For starters, Simrany suggests offering on-premise customers a few choices in a tea chest. “First, you’ve got to offer basic tea for the unsophisticated drinker, a mass-market brand like Tetley, Lipton or Bigelow,” he advises. Fill out the chest with a few traditional varieties, such as Earl Grey or English Breakfast, a decaf and an herbal or two. To upgrade even further, a single-origin tea like Darjeeling or Assam will impress aficionados.

Twinings of London has been selling fine teas for 300 years. Now the venerable firm is introducing distinctively full-flavored, naturally caffeine-free herbal teas segmented according to the “mood states” they invoke. Relaxing blends in the “Unwind” section include Egyptian Camomile and Apple; African Honeybush, Mandarin and Orange; and Citrus, Cinnamon and Spices. The invigorating “Revive” selections include Cherry and Madagascan Cinnamon; Blackcurrant, Ginseng, and Tahitian Vanilla; and Lemon and Chinese Ginger.

“Anybody can sell tea for a buck, but if you’re going to charge a couple of dollars more for a cup, that takes a little more effort,” Simrany concludes.


Beyond brown

Tea is taking a cue from coffee these days, developing specialty drinks to match the big-business coffee world of espressos, lattes and cappuccinos. That’s why the New York City teahouse, Subtle Tea, made news recently with its invention of Teaspressos.

Teaspresso starts with strong, black tea leaves from the Hunan province in China, says Subtle Tea’s co-owner Todd Cella. They brew twice the usual amount of tea in five ounces of hot water and steep it almost twice as long. “The end result has twice the amount of caffeine that a typical coffee espresso would have,” notes Cella. Teaspressos sell for $2.50.

Subtle Tea also adds steamed milk to concoct frothy Tea Cappuccinos and Tea Lattes, each priced at $3.70. Despite the novelty, says Cella, most customers opt for a regular brew, choosing from among nearly 40 different varieties of tea. Subtle Tea customers can also buy loose leaf tea to take home and brew.

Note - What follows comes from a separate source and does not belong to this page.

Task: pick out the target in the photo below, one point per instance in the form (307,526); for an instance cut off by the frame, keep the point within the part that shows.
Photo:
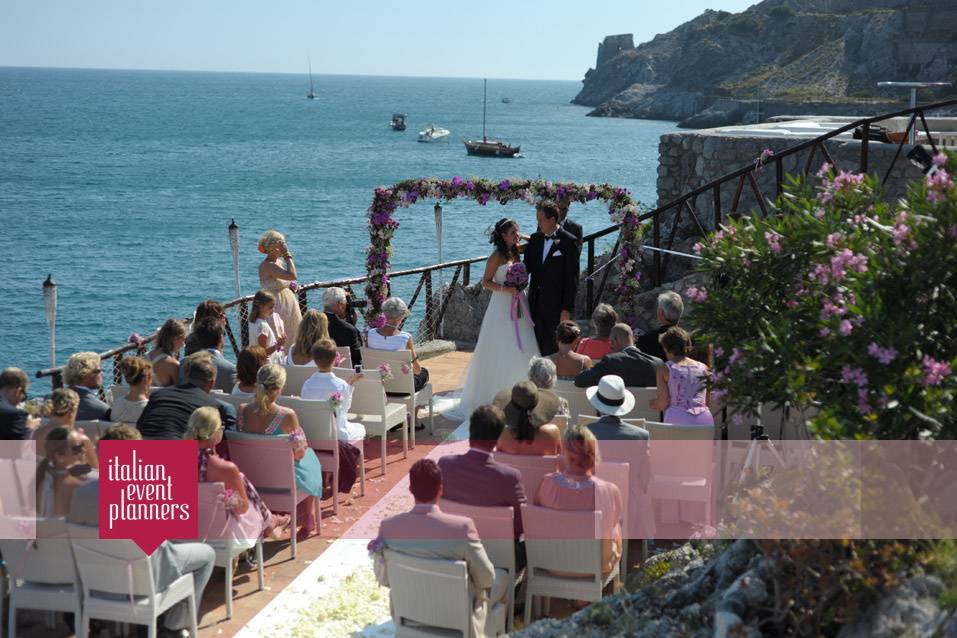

The Los Angeles-based Coffee Bean & Tea Leaf chain has a line of tea lattes. Varieties include a Double Vanilla Latte, made with vanilla-flavored Ceylon tea and steamed nonfat milk; an English Breakfast Latte, made with that strong black tea and the Tropical Passion Latte—steamed non-fat milk and foam atop Tropical Passion Tea. For its part, category leader Starbucks offers tea variations in its Tazo Tea line. Baristas in Starbucks stores will happily froth up Green Tea Lattes and Chai Tea Lattes.